Karena penasaran, aku mendorong pintu depan. Ternyata apa yang aku lihat barusan bukanlah sebuah halusinasi. Pintu itu memang benar-benar terbuka saat aku dorong. Padahal sebelum berangkat kerja, ibu sudah memastikan bahwa pintu dan jendela sudah terkunci rapat.
Aku tersentak kaget dan segera memberitahu ibu soal pintu itu. "Bu, Ibu!" panggilku.
"Ya?" Ibu yang baru saja selesai membuka kunci pintu dapur segera menghampiriku.
"Bu, pintu depan tidak dikunci. Coba lihat ini!"
Ibu benar-benar kaget. Namun, yang saat itu ada di pikiran ibu bukanlah tentang mahluk halus yang aku lihat barusan. Ibu malah berpikir bahwa itu adalah perbuatan maling atau sebagainya.
Dengan tergesa-gesa ibu masuk ke dalam rumah dan menyalakan semua lampu. Kini rumah kami terang benderang, bahkan tikus yang sering berkeliaran pun keliatan dengan jelas. Ibu yang masih panik, mengecek seluruh ruangan. Kamar, dapur, dan semuanya.
Tidak ada keanehan dan kondisi rumah pun tampak baik-baik saja. "Kenapa pintunya bisa terbuka? Padahal Ibu yakin sekali sudah menguncinya sebelum berangkat," gumam Ibu heran.
Keanehan pun tidak sampai di situ saja. Ketika Ibu mengecek warung, yang letaknya tepat di samping pintu depan (Kami punya warung kecil-kecilan). Ibu kembali dikejutkan dengan kondisi laci tempat penyimpanan uang, hampir jatuh dari tempatnya.
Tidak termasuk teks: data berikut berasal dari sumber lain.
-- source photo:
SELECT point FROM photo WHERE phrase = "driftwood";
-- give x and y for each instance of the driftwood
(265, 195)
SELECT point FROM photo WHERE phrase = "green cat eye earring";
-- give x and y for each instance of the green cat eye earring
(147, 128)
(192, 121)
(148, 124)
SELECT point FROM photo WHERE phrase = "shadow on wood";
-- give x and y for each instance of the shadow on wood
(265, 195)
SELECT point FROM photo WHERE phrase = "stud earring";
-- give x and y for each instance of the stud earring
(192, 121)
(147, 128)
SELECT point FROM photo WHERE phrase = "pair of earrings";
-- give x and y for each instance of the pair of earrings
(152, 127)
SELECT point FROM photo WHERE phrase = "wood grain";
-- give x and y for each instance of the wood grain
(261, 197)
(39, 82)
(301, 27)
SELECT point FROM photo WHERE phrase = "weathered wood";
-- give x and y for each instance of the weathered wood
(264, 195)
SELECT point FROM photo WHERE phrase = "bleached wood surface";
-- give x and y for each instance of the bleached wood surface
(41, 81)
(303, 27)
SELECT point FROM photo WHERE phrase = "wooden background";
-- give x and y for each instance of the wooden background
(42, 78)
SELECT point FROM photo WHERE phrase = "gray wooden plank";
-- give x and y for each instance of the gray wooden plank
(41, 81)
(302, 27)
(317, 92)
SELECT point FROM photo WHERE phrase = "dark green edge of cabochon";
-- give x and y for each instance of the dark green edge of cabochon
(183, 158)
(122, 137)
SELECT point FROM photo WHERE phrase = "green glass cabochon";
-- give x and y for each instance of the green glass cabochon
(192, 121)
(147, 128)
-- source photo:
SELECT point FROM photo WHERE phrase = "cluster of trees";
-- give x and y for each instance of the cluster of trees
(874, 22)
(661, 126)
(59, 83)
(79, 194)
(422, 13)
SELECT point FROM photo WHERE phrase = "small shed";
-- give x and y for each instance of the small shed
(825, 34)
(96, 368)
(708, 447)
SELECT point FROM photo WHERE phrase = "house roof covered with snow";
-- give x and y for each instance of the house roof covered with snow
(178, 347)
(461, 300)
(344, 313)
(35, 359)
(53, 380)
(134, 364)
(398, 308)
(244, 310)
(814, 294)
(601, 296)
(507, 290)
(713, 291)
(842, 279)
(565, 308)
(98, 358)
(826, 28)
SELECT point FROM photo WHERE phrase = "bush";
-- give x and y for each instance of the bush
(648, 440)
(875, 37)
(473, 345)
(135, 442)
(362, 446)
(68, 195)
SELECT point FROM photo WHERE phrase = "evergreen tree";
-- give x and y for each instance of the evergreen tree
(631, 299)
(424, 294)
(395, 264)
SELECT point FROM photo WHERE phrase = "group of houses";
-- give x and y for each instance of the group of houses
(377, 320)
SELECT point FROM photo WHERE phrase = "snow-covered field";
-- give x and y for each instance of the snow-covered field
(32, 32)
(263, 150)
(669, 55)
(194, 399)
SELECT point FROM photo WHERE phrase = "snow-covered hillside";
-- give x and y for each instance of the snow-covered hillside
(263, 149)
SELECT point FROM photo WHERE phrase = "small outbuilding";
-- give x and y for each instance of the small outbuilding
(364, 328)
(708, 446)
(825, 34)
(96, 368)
Laci tersebut terbuka lebar dan di dalamnya, ibu menemukan dua lembar uang kertas senilai 2000 rupiah.
Uang kertas itu tersusun rapi dan anehnya lagi uang itu masih baru. Kertasnya masih keras dan tidak ada bekas lipatan sedikit pun. Ibu menatapku heran.
"Uang siapa ini? Uang di dalam laci sudah Ibu ambil semua," tanya Ibu padaku.
Aku mengangkat kedua bahuku. "Entah!"
Bukan hanya keberadaan uang itu yang membuat kami terheran-heran, tetapi juga kotak mie instan yang tersusun rapi di ruang depan. Padahal kotak mie instan itu letaknya di dalam warung, tepatnya di depan, agar para pembeli bisa meraihnya lebih mudah.
Setelah memastikan bahwa tidak ada orang lain selain kami. Ibu pun kembali menutup pintu dan menguncinya rapat. Setelah agak tenang, perlahan aku ceritakan semua yang aku lihat kepada Ibu. Ibu tampak syok dan beliau percaya dengan apa yang aku ceritakan.
Sejak kejadian itu, Ibu memutuskan untuk tidak mengambil shift malam, khususnya malam Jum'at. Ibu berkesimpulan bahwa kejadian itu adalah teguran dari Sang Penunggu Rumah yang memang sudah lama menunggu rumah kami.
Itu lah kisah nyata yang pernah aku alami. Sebenarnya masih banyak kisah aneh yang sering terjadi padaku. Namun, kisah ini adalah kisah yang paling aneh menurutku.